Zeynep ile biraz sohpet etmeye başladık. Dubai’de yaşıyorlarmış ama aslen Rajasthan’da doğmuş. Babasının işleri nedeniyle ülkeden gitmek durumunda kalmışlar. Şimdi Dubai’ye dönüş yolundalar. Bu sizin geleneksel kıyafetiniz mi diye sordum, evet cevabını aldım. Ancak Dubai’de batılılar gibi giyindiğini söyledi. Şimdi aile ziyareti yaptıkları için bu kıyafetleri giymiş. Annesi de tatile veya gezmeye gittiklerinde batılılar gibi giyiniyormuş. Analdığım kadarıyla, semboller burada çok önemli. Nasıl düşüdüğünüzün veya Hindistan dışında nasıl yaşadığınızın bir önemi yok, yeterki burada düzen bozulmasın.

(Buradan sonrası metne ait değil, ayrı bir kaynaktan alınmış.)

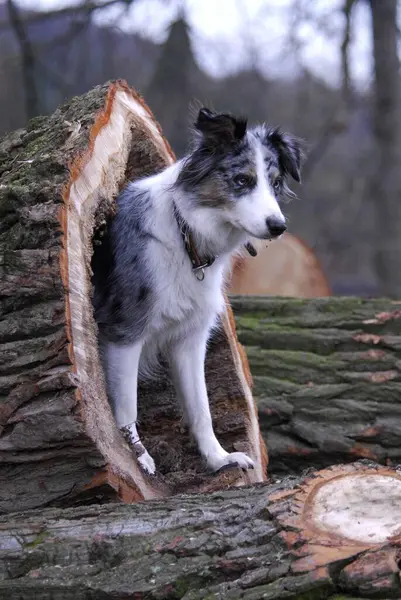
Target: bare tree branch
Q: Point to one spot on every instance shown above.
(346, 81)
(27, 60)
(86, 8)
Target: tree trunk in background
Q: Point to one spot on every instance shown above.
(308, 539)
(386, 179)
(327, 378)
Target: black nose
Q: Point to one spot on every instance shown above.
(276, 227)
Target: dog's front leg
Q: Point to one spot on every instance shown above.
(121, 365)
(188, 371)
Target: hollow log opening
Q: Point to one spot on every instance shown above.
(179, 465)
(59, 444)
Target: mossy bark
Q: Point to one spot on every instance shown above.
(326, 377)
(248, 543)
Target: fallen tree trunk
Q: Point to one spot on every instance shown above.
(58, 440)
(327, 378)
(335, 532)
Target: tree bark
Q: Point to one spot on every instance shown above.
(385, 186)
(310, 538)
(326, 377)
(58, 440)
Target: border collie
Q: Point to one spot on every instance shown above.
(159, 274)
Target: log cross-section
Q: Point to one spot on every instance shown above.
(58, 440)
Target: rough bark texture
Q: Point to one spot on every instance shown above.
(58, 440)
(385, 184)
(326, 376)
(248, 543)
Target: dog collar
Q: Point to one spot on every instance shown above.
(198, 264)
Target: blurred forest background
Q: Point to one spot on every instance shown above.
(327, 70)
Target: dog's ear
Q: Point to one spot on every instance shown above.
(220, 129)
(290, 152)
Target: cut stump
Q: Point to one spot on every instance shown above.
(336, 531)
(59, 444)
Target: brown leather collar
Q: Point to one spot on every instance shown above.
(199, 264)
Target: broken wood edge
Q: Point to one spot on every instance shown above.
(258, 447)
(110, 141)
(234, 543)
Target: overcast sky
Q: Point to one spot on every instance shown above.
(231, 34)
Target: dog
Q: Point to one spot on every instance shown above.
(159, 274)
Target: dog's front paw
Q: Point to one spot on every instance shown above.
(145, 460)
(227, 461)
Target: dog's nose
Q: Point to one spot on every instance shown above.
(275, 226)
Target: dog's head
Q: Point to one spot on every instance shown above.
(241, 172)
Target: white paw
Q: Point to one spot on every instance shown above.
(235, 459)
(145, 460)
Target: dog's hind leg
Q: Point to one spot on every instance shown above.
(122, 362)
(188, 371)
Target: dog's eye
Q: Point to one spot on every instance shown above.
(242, 180)
(277, 184)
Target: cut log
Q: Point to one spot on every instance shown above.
(327, 378)
(58, 440)
(331, 534)
(286, 267)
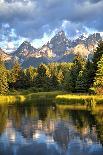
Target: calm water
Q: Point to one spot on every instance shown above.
(50, 130)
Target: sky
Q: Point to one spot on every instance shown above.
(38, 21)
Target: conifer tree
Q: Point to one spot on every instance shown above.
(3, 78)
(98, 82)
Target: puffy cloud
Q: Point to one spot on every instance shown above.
(32, 18)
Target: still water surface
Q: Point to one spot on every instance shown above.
(44, 130)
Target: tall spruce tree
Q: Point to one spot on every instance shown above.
(3, 78)
(98, 82)
(77, 66)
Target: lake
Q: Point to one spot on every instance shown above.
(50, 130)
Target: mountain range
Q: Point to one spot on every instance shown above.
(58, 49)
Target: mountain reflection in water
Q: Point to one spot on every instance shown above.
(43, 130)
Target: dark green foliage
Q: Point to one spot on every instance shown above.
(3, 79)
(98, 82)
(77, 66)
(83, 82)
(79, 76)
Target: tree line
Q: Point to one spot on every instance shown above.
(81, 76)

Uyandıklarından beri hiç durmadan yemek yiyorlar. Önce sandwiçle kahvaltı ettileri sonra kızarmış bişeyler ve çai. Ardından fıstık, üzerine tuzlu bisküvi, ardından ekmeğin içinde biber ve pataese benzeyen bişeyler, sonra dondurma…
Bizim için ise Sturbuck’tan almış olduğum peynirli sandviç şimdi işe yarıyordu. Tatlı olarakta “Oats and Honey “ bizi inene kadar idare edecek.